Em comunicado, o Governo de Moçambique destacou que a saída do país da lista ocorre três anos após a sua inclusão, em 2022, e resulta do cumprimento integral das 26 acções do plano de reformas recomendadas pela organização.
“Esta decisão reconhece a capacidade das instituições moçambicanas em prevenir e combater o branqueamento de capitais e o financiamento do terrorismo”, declarou a ministra das Finanças de Moçambique, Carla Loveira, sublinhando que o país continuará a reforçar os mecanismos de supervisão e mapeamento de riscos.
A visita técnica do GAFI a Maputo, em Setembro, foi considerada uma etapa decisiva para a validação do progresso registado, antecedendo a decisão formal da plenária.

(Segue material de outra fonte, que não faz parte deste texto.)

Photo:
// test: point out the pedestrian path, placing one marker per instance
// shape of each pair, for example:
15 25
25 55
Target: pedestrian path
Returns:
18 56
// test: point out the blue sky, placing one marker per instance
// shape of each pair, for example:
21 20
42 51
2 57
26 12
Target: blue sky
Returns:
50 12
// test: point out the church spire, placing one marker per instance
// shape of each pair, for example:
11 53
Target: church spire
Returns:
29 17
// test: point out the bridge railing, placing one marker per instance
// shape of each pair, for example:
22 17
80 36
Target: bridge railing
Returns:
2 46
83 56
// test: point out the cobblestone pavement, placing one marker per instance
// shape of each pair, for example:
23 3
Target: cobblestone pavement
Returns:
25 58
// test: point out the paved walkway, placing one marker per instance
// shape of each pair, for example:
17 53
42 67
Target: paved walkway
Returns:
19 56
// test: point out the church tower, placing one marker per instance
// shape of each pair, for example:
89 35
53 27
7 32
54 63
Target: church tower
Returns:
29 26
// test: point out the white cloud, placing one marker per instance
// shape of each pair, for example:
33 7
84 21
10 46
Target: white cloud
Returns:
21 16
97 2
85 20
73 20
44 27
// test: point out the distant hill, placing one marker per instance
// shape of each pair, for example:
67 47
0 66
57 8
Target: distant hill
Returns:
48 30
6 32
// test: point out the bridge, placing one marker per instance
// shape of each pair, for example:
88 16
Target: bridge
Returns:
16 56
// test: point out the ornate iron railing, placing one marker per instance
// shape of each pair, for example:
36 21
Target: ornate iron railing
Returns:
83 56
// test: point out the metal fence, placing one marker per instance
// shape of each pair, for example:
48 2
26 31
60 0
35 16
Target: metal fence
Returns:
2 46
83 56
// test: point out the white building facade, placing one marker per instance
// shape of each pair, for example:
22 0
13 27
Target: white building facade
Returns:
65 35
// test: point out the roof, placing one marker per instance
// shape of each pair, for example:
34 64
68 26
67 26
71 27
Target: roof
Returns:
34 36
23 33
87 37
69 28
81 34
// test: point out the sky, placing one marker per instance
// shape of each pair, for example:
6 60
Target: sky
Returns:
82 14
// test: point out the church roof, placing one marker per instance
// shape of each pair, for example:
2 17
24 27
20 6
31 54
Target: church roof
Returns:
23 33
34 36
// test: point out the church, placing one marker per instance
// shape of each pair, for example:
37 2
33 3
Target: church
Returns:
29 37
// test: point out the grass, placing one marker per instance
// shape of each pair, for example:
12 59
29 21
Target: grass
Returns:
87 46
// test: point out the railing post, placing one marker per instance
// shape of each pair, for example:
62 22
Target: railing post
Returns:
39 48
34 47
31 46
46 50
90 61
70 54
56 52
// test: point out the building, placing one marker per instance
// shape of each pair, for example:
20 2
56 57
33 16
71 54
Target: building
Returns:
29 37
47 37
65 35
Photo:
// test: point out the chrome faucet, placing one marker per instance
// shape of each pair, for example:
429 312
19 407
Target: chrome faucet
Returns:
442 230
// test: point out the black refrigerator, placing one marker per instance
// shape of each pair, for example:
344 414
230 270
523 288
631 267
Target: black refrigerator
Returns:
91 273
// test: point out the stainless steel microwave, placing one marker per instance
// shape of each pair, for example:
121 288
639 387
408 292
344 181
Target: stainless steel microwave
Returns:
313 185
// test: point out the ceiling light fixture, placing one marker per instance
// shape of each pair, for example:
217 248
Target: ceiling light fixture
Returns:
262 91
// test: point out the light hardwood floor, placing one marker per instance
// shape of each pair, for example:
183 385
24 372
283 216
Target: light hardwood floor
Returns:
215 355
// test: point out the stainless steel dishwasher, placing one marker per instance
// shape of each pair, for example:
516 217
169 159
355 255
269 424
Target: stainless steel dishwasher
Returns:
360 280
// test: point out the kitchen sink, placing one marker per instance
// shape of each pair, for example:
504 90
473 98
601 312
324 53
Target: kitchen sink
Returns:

Além de Moçambique, também a África do Sul e o Burkina Faso foram reconhecidos por melhorias substanciais nos seus sistemas financeiros e legais, demonstrando compromisso com as normas internacionais de transparência e integridade financeira.
A remoção destes três países da lista cinzenta representa um sinal positivo para os mercados africanos, facilitando o acesso a investimentos estrangeiros, parcerias bancárias e crédito internacional, sectores tradicionalmente sensíveis ao nível de conformidade com os padrões do GAFI.